If there laminated there a lot thicker you may want to test one that you don't need to see if it's ink up. I bought decals from a vendor and they came with no information . I installed the ones I needed and waxed playfield and the ink came right off my newly installed decals
Laminated or not laminated is for a sticker. You can get a decal/sticker either way. Basically all it means is the made the stickers....or they made the stickers then laminated them (second layer to protect ink). Laminated makes it thicker and some prefer thin as it is less likely to affect ball travel.
Waterslide is completely different, and it usually a homemade type of thing.
Quoted from StylesBitchly:Great idea!
Thanks much..
I couldn't feel the waterslide decals after clearcoats....so smoooooth!!!
The problem is...can you do clearcoats?
IMG_1869.JPG
So I just bought a set of these same stickers. As mentioned, they have a thickness that WSDs do not. I will clear coat the playfield using the varathane method when I am done. Should I use my stickers, or make a copy and make my own WSDs? Asking for advice and opinion. These stickers under clear coat, or make my own water slide decals for under clear coat.
(Please do not berate me for my decision to use varathane. Budget and other issues prohibit me from using auto clear coats.)
I'm installing a Markrolon playfield protector when done so I'll just use what I have. Not going to clear coat at all. No flippin way I'm removing the inserts and tearing everything off the bottom of playfield and chancing a half asses clear coat job with rattle cans. It works great for some people, but I would F**k it up.
Just wanted to know because laminated would be the better choice for beneath protector.
Thanks
Quoted from boneman91:So I just bought a set of these same stickers. As mentioned, they have a thickness that WSDs do not. I will clear coat the playfield using the varathane method when I am done. Should I use my stickers, or make a copy and make my own WSDs? Asking for advice and opinion. These stickers under clear coat, or make my own water slide decals for under clear coat.
(Please do not berate me for my decision to use varathane. Budget and other issues prohibit me from using auto clear coats.)
Won't you end up just paying for this decision when you sell the game?
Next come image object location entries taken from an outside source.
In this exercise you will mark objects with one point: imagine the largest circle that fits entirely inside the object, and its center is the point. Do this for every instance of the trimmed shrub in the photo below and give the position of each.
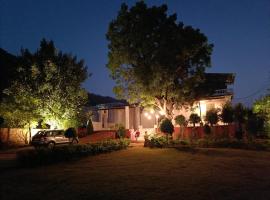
(254, 124)
(44, 156)
(207, 129)
(120, 130)
(180, 120)
(194, 119)
(166, 126)
(89, 127)
(71, 133)
(158, 142)
(212, 116)
(227, 114)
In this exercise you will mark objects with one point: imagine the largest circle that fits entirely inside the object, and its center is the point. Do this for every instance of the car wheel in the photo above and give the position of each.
(51, 145)
(74, 141)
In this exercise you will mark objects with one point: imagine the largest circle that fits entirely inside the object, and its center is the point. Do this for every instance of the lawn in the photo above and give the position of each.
(143, 173)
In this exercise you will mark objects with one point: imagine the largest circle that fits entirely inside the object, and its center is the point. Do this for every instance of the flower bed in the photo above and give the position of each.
(32, 157)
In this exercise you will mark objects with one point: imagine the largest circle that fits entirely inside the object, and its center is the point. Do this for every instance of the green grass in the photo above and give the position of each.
(144, 173)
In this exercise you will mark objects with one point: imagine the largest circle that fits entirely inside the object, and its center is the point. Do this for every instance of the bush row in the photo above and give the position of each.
(162, 142)
(32, 157)
(233, 143)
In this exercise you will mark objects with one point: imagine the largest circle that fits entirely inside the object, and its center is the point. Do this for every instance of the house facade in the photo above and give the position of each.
(133, 117)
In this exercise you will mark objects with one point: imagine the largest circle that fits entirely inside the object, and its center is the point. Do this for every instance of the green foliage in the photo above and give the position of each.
(71, 133)
(227, 113)
(31, 157)
(262, 108)
(158, 141)
(207, 129)
(166, 126)
(212, 116)
(240, 113)
(48, 86)
(2, 120)
(254, 123)
(120, 130)
(89, 127)
(154, 59)
(180, 120)
(194, 119)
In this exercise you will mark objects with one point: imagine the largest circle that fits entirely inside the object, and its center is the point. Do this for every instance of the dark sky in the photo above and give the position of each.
(239, 29)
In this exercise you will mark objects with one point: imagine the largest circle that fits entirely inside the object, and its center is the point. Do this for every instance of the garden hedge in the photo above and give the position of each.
(44, 156)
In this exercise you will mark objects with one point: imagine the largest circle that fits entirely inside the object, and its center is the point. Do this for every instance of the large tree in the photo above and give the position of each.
(154, 59)
(48, 87)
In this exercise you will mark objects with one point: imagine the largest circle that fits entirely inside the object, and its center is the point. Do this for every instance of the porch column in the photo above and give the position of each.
(137, 117)
(127, 117)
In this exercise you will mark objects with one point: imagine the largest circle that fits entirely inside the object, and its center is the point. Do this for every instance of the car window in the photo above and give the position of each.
(49, 133)
(58, 133)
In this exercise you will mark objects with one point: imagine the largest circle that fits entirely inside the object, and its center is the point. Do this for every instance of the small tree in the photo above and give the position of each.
(181, 121)
(167, 127)
(239, 117)
(227, 114)
(1, 121)
(89, 127)
(212, 116)
(120, 130)
(194, 119)
(254, 123)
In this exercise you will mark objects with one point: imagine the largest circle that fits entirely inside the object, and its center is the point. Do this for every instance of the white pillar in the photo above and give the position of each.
(127, 117)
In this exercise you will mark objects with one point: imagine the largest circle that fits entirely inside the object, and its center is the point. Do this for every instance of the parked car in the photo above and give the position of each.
(50, 138)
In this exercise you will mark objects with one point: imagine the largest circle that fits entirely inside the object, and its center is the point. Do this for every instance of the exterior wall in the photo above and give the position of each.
(218, 131)
(106, 119)
(16, 136)
(202, 107)
(134, 118)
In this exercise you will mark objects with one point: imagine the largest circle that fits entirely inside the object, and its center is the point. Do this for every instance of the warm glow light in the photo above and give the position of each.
(203, 109)
(161, 112)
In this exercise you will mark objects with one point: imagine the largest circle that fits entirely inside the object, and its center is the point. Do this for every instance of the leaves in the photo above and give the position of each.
(48, 86)
(155, 59)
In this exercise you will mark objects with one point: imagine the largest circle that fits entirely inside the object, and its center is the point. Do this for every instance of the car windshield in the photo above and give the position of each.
(41, 133)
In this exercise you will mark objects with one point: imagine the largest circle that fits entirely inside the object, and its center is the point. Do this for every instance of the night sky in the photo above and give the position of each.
(239, 30)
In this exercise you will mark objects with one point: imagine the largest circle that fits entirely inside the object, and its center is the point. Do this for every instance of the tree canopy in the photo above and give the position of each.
(47, 86)
(154, 59)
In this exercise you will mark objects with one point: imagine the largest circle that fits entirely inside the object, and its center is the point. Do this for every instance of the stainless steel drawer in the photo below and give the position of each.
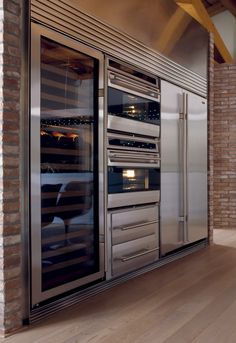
(135, 223)
(134, 254)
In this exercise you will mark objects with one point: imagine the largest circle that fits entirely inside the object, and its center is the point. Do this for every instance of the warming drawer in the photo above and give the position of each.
(134, 223)
(134, 254)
To me the use of varathane would be a major detractor.
I suppose a varathane topcoat could be a detraction to game value if I was planning on selling it. But even if I was going to sell it, the cost of a top notch professional clear coating overtop of my first attempt at major playfield refurbishing just doesn't make much sense. My playfield refurb in itself will probably lower the value of the machine, but I bought the machine for the fun and challenge of trying to fix it up to the best of MY abilities. I am unable and unwilling to use the super toxic auto clear coats, so I think varathane is the best I can do. The machine was in bad shape when I got it, and I feel like I an rescuing this machine from destruction already. So if I use a "second best" method of protecting the playfield I am content with that.
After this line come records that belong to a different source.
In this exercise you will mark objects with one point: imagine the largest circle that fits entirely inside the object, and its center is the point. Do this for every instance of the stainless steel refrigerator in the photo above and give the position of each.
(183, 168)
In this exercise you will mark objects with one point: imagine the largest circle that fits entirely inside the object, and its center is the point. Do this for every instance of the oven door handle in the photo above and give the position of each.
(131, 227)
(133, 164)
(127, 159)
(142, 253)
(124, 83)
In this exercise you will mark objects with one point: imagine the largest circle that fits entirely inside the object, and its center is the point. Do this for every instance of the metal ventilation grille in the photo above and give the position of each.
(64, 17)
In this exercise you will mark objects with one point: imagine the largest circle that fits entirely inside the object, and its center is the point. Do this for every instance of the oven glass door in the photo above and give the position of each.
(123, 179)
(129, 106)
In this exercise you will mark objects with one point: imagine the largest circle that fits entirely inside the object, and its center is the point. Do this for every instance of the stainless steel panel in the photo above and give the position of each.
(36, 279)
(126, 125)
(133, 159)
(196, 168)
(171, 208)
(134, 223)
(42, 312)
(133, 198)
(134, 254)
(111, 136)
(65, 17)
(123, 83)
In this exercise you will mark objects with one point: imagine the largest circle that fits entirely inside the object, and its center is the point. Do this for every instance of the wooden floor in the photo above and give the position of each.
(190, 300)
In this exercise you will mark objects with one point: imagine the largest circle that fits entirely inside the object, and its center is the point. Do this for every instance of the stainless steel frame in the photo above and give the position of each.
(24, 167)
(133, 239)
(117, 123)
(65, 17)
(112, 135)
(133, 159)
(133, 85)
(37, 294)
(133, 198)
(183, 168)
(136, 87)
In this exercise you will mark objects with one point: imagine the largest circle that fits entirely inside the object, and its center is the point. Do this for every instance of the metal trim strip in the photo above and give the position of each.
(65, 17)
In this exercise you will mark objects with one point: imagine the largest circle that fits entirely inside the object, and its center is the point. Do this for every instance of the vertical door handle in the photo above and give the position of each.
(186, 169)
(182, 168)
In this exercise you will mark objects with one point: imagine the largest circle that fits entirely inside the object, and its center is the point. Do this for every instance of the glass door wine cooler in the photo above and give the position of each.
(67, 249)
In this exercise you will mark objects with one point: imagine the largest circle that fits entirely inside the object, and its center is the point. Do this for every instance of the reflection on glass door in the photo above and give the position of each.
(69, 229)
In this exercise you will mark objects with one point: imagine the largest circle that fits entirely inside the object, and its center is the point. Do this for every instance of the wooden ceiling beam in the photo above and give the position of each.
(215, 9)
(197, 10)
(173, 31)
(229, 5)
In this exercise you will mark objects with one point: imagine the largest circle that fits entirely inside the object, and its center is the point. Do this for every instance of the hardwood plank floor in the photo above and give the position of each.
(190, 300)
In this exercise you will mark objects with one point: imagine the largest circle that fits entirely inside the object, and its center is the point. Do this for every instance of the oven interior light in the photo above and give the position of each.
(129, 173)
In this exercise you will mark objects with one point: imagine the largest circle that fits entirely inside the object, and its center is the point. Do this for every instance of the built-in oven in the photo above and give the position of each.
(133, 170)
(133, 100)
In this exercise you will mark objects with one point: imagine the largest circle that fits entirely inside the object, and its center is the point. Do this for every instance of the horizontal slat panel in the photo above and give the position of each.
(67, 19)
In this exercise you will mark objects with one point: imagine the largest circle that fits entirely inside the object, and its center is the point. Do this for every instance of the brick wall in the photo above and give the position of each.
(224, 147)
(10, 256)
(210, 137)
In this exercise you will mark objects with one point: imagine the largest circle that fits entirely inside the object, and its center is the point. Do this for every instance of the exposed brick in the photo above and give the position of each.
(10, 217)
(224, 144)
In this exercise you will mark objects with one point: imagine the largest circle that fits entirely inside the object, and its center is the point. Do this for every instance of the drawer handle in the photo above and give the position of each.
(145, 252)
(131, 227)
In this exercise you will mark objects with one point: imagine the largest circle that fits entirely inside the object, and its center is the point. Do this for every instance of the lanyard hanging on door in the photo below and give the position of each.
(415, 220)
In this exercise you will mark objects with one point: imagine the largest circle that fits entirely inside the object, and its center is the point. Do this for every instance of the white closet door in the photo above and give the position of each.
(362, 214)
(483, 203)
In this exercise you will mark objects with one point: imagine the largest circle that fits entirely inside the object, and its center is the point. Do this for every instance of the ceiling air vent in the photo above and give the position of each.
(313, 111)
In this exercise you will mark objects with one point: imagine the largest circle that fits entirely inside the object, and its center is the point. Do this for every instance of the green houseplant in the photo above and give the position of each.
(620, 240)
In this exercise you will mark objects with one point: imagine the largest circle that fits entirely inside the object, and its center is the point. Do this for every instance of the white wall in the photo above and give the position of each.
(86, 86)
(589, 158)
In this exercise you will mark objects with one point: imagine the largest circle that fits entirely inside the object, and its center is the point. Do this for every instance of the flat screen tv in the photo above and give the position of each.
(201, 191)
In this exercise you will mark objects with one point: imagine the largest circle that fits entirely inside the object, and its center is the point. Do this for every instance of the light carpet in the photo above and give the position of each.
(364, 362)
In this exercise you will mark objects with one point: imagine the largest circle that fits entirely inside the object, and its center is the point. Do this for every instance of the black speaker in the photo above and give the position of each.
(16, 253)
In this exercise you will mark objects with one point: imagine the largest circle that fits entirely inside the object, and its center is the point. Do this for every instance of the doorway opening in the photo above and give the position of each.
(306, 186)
Aside from auto clear, what would you guys use as "second best?" I can easily buy another mylar for $30, but I just spent a lot of effort removing the original one. I don't want to spend $200 for the clear lexan protector. But I've got to protect my paint repairs somehow.
You are really going to dull your colors and gloss with that Varathane.
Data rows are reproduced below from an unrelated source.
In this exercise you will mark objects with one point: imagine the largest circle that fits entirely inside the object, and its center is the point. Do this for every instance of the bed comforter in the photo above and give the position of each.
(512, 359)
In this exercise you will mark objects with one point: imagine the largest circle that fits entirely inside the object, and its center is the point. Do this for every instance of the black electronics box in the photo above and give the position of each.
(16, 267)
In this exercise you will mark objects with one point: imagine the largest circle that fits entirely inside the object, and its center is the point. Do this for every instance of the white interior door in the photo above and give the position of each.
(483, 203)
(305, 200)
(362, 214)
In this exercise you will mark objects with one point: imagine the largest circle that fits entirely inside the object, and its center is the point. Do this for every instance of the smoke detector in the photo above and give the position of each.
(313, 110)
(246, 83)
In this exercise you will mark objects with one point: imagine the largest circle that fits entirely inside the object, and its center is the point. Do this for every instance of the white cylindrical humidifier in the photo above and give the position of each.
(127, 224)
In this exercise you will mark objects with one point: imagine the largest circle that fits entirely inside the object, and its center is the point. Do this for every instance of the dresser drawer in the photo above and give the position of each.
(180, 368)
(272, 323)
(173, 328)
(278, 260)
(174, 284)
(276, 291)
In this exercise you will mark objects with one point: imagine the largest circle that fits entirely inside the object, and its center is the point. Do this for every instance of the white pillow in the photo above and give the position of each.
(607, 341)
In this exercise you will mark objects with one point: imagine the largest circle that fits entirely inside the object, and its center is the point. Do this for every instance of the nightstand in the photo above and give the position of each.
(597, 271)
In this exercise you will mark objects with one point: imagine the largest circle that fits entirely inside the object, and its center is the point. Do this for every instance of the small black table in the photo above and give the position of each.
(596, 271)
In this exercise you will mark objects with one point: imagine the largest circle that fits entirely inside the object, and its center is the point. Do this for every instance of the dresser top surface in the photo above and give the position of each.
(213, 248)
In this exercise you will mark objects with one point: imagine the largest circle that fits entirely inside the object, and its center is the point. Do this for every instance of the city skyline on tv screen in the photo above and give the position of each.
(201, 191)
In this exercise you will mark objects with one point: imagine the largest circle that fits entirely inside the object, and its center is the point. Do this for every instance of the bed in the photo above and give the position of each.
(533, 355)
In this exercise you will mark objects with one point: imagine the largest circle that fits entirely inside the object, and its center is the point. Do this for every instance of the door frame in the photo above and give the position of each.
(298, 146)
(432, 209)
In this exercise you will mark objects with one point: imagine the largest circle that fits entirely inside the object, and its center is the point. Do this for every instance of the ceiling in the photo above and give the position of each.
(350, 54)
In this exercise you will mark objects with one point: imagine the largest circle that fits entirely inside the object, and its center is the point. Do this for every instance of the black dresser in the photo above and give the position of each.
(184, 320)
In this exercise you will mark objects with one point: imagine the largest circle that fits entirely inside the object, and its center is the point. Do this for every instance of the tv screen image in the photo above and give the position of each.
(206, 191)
Why not just go to the auto parts store, get a backyard car painter off the bulletin board, and have him shoot a layer of clear?
If you tell him just to "clean out his gun at the end of a run", he will probably charge you $50.
That's a good idea. Not being a car guy, didn't know that existed. Will wonder in to my local Auto Zone and see what info I can find. Thanks for the suggestion.
But back to my original question. Should I use my thicker stickers or photo copy them onto water slide decal paper and make my own water slide decals?
Quoted from boneman91:But back to my original question. Should I use my thicker stickers or photo copy them onto water slide decal paper and make my own water slide decals?
You know the Waterslide decals can be clearcoated.
You would have to ask the manufacturer of the stickers if that can be done.